Now the world is awash in Goldman Sachs stories. If you have no idea what they are talking about. Credit Slips explains an Abacus CDO in English (semi):
A CDO is more or less a hedge fund. It's an actively managed, unregulated investment fund. The assets can be anything. In the case of the Abacus 2007-ACA deal, the assets were a portfolio of credit default swaps (CDS). The Abacus CDO was the securitization of a bunch of CDS positions (if it has cash flow, it can be securitized).
The Abacus CDO was selling CDS protection on a bunch of dodgy mortgage-backed securities. As long as there was not a credit event (however defined) with the MBS, the protection buyer (John Paulson) would pay protection premiums to the CDO. If a credit event occurred, however, the payment flow would reverse, and the CDO would pay Paulson. Presumably in this deal, Paulson did not own the MBS; he was using the CDS to take a short position on the MBS, with the CDO (and ultimately its investors) taking the long position.
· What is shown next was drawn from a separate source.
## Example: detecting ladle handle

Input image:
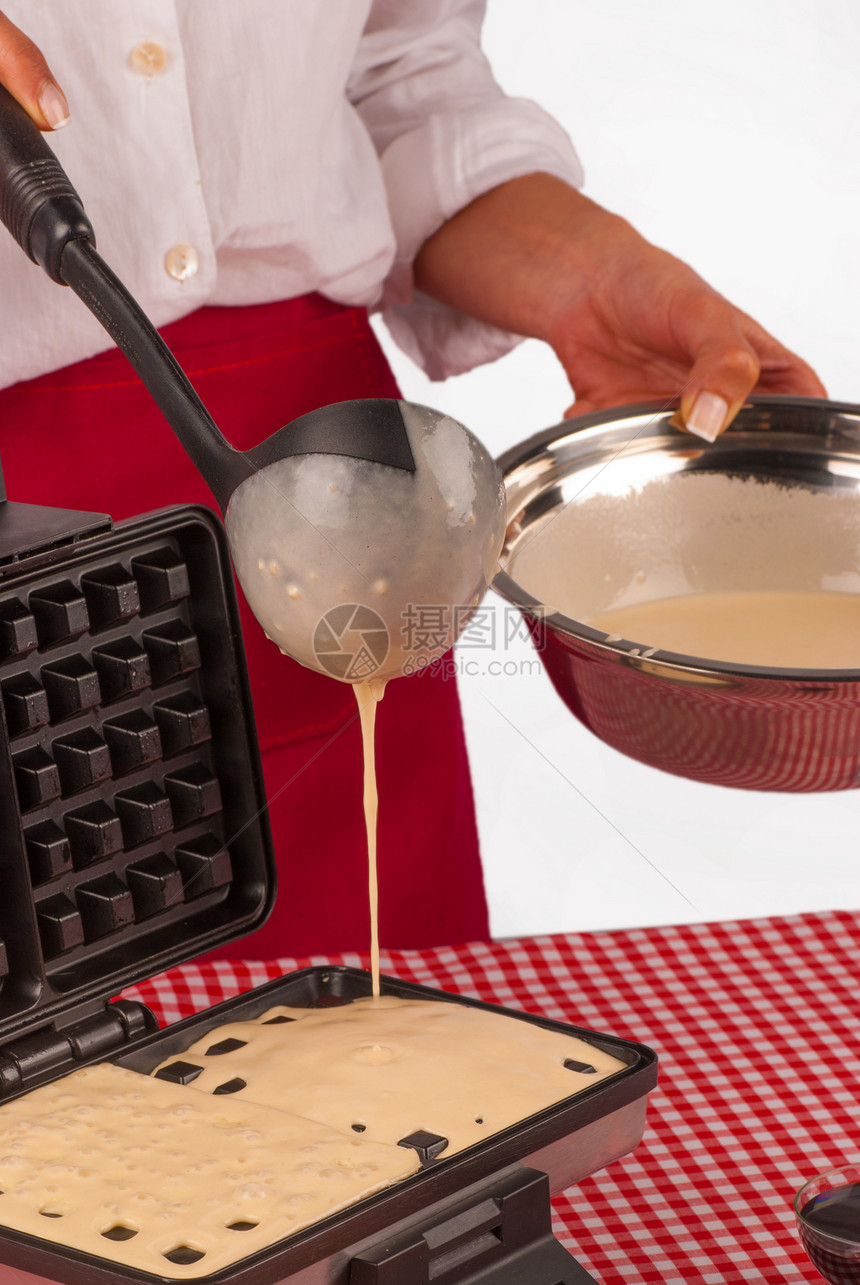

Goldman, the SEC alleges, constructed the CDO as a bespoke deal for Paulson, so there would be someone taking the long position against his short. Goldman took a nice fee for this and is alleged to also have taken a short position (I'm not clear at this point if it was short on the MBS or if it bought CDS protection on the Abacus CDO, thereby taking a short position on the CDO, which is a derivative bet on Paulson's short).
Bloomberg, who is going full tilt boogie on the Goldman Sachs fraud investigation, has a good article explaining what an Abacus is and how it was front loaded like bad dice in a craps game.
Abacus deals were filled with default swaps that offered payouts to Goldman Sachs if certain mortgage bonds didn’t pay as promised, in return for regular premiums from the bank.
If you believe that Goldman Sachs, or other financial institutions, say JP Morgan Chase for example, just made up one and only one of these synthetic/hybrid CDO time bombs, think again.
In 2006 and 2007, the distinction between synthetic mortgage-bond CDOs and “cash” ones, or those made only of actual debt, broke down as “hybrid” deals, filled with both securities and credit swaps, began to dominate the market, meaning that almost every major bank was underwriting CDOs filled in part with their own bets against homeowners.
Pretty amazing huh, that the great financial innovation was loading up a securitized package of stuff with guaranteed profit payout if the very thing you're peddling to investors goes bust?
Ya think this should be legal? Well, if ya think that, then I believe I should be able to go to Las Vegas and technologically rig the roulette wheel to guarantee the ball comes up on my number too.
Speaking of technology, believe this or not, I have seen very little, in terms of the actual mathematics, structuring, computational complexity, verification, approval end to regulate these financial products. If someone manipulates mathematical models, hides these rigged games so no one can see it, why in God's name are they not banned? Why do they not have to go through a regulation process, similar to the FDA? We don't let people make black tar heroin for sale on the streets, so why are snake oil salesman allowed to put these things together and peddle them in the first place?
It is the products themselves which need to be approved, regulated and investigated before sale. You wouldn't let a car with an engine guaranteed to blow up be sold in the United States, so why ignore the sale of financial time bombs?